In reply to an earlier post on Jun 22, 2008 8:02:15 PM PDT
Last edited by the author on Jun 22, 2008 8:02:34 PM PDT
Julie Neal says:
Sarandon provides the speaking voice, Elfman the singing voice. At least according to the Internet Movie Database (imdb.com). I love Jack's singing voice, though!
In reply to an earlier post on Jul 10, 2008 12:59:58 PM PDT
Count Orlok '22 says:
Julie's correct about who voiced Jack.
In reply to an earlier post on Jul 26, 2008 2:21:20 PM PDT
That's interesting - never knew that.

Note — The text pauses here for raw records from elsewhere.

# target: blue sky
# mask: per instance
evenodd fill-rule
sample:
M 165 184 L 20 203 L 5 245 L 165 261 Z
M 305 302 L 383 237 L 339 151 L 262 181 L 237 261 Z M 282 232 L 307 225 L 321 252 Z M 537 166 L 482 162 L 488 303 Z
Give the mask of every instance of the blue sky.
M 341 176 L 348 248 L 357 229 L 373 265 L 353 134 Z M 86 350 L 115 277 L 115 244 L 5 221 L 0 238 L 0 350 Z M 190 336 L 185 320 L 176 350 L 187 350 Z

Great review btw! :)
Posted on Nov 6, 2008 10:24:13 AM PST
S. Robbins says:
Posted on Feb 18, 2009 11:02:59 PM PST
Thank you so much for the amazing review :)
This review really helps me on helping my cousin to choose which The Nightmare Before Christmas DVDs to buy.
Oce again, thank you very much!
and God bless all! ;)
Posted on Sep 22, 2009 8:46:43 PM PDT
The Wizard says:
Frankenweenie came out in 1984,not 1994.
Posted on Feb 15, 2010 8:50:13 PM PST
Melissa Rains says:
Super helpful...better description of what I will get than Amazon gave me!! Thank you!
Posted on Sep 3, 2011 9:48:18 PM PDT
Last edited by the author on Sep 5, 2011 6:44:05 PM PDT
Laura Bishop says:
Thank you so much for the in-depth review. I have the VHS tape. Time for an upgrade!! I enjoyed this movie along with young son (he is now 20!!!)